The situation today has eerie echoes of 18th Century Europe which was wracked with a Smallpox outbreak that killed between 10% and 20% of all those affected. Thankfully, the mortality rate of COVID-19 is substantially lower than that.

Back then families would isolate themselves to protect loved ones and avoid spreading the disease. A Dorset farmer, Benjamin Jesty, successfully employed a method of vaccination for cowpox – a disease which resembles a milder version of Smallpox – on his family, including two small children. This was a technique made famous and introduced into common practice by Edward Jenner through his “inquiry into the causes and effects of the variolae vaccinae” (or cowpox) in 1798.

Jesty, Jenner and others of that time worked alone to find their “cures”. Modern creators of vaccines are universities like Imperial College London, multinational companies such as Sanofi and GSK, and biotechs such as Moderna. The work we do at MedCity represents just one example of the incredible strength, breadth and depth in UK life sciences as a world-leading, interconnected hub for research, development, manufacturing and, through our links to the NHS, patient treatment.

Today, we know much more about how to make vaccines, how to tackle viruses such as COVID-19 with vaccines, and how epidemics spread across populations. In the end, COVID-19 will be controlled and defeated by new solutions, developed in modern laboratories by today’s equivalents of Edward Jenners.

But COVID-19 is a very modern disease. It has emerged as nations become wealthier through innovation and globalisation that has brought more than a billion people out of poverty in the second half of the last century.

The disease has emerged because wealthier populations want more space, encroaching on wildlife as never before. Wealthier populations want more exotic foods, holidays and lifestyles. Simply said, we have imposed on wild animals, their habitats and their diseases in ways we have never done before as a species. And we therefore have no immunity to these modern new diseases.

COVID-19 is easy to catch and for the old and vulnerable, deadly; a disease from an animal that humans are only encountering for the first time now. Other new diseases from animals have been even less “friendly”. HIV/AIDS is responsible for 32 million deaths, Ebola has a 50% death rate, MERS a 34% death rate, and coming soon?

Humans catch and carry these new diseases to every corner of the world, not in weeks and months, but in hours and days. One customer of a live animal market in Asia potentially infects the whole world in six months.

COVID19 is also a modern disease because we have cheap and accessible transport, carrying us and the infection to every continent, in less time than the symptoms take to emerge. We infect others even before we know we have the disease ourselves.

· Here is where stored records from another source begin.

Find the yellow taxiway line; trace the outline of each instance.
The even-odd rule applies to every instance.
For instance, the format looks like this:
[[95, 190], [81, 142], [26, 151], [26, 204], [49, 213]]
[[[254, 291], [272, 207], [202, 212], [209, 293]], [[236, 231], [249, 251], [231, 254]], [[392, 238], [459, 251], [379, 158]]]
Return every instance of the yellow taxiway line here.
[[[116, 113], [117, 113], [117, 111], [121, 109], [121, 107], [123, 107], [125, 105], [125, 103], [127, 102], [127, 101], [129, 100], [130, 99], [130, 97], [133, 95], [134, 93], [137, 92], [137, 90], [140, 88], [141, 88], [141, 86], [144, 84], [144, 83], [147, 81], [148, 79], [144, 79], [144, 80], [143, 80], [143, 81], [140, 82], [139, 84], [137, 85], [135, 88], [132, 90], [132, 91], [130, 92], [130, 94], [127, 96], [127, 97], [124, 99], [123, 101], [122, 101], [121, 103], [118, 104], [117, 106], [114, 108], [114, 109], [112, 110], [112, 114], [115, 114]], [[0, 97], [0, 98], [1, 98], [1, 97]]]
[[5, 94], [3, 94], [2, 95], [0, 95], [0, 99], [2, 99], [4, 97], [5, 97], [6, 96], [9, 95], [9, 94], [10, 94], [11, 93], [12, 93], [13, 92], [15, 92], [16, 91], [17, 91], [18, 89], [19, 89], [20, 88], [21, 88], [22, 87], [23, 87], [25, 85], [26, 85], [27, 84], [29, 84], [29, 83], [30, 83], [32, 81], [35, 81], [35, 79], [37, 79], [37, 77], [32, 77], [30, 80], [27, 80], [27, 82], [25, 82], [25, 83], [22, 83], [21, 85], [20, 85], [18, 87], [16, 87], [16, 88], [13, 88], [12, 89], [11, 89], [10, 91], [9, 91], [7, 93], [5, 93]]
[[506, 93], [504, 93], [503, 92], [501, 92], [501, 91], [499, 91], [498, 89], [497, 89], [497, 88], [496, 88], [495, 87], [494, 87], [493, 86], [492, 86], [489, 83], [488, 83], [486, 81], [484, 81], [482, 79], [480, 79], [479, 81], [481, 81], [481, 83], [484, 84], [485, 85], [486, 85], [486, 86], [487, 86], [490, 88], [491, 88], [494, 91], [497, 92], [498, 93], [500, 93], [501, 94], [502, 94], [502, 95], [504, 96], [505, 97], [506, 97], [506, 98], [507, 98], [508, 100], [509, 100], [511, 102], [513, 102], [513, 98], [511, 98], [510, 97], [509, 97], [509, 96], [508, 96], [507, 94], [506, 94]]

It is a modern disease because we have 24 hours news channels and instant unfiltered social media. We can watch the disease unfold as if it were a Hollywood horror movie, a problem of others viewed remotely through a screen.

It is a modern disease because a wave of fear is transmitted even quicker than the disease itself. A mild, infectious and collective panic is our first reaction; yet it’s all on a screen, so is it really real? Doubt, mistrust, falsehoods and scepticism pervade our electronic society. To whom do we turn. Where is the truth and who should we trust?

In the UK, we have one of the best public health systems in the world, but nothing could have prepared us for what we are facing today. If we are lucky, and the disease models are right, then the worst should be over in months, but like the ripples caused by a skimming stone across a pond, there might be later and smaller outbreaks.

The men on the front line, Professor Chris Witty and Sir Patrick Vallance, I know professionally and they are good men. Public spirited, smart, calm and experienced. We, like our strained political leaders, should turn to them, listen to them and trust them. They want the best for us in the face of this crisis.

We are a strong, independent and spirited nation and it’s time to gather these strengths, work for and with each other, face COVID-19 head on and do the simple things that will help us all keep calm.

Like the past, the future will bring vaccines. When it happens we must ignore the siren voices that will arise – like those of Andrew Wakefield, his anti-science acolytes and the anti-vax fringe. They are given a megaphone through our modern media and that echo chamber of social media madness. They must be ignored, shuttered and shouted down. Vaccines are the path beyond COVID-19.

We also need new practices in food and animal welfare, a ban on wildlife markets, and teeth for the World Health Organisation’s “One Health” programme, akin to empowering the medical versions of nuclear weapons inspectors.

Listen to those like Professor Andrew Cunningham at ZSL (The Zoological Society of London) and the author Nassim Nicholas Taleb, who have foreseen the disease risks of man’s global expansion. And maybe, possibly while in self-isolation, all of us can take the time to reflect on this fundamental question. Is how we have lived in fact how we want to live in a post COVID-19 world?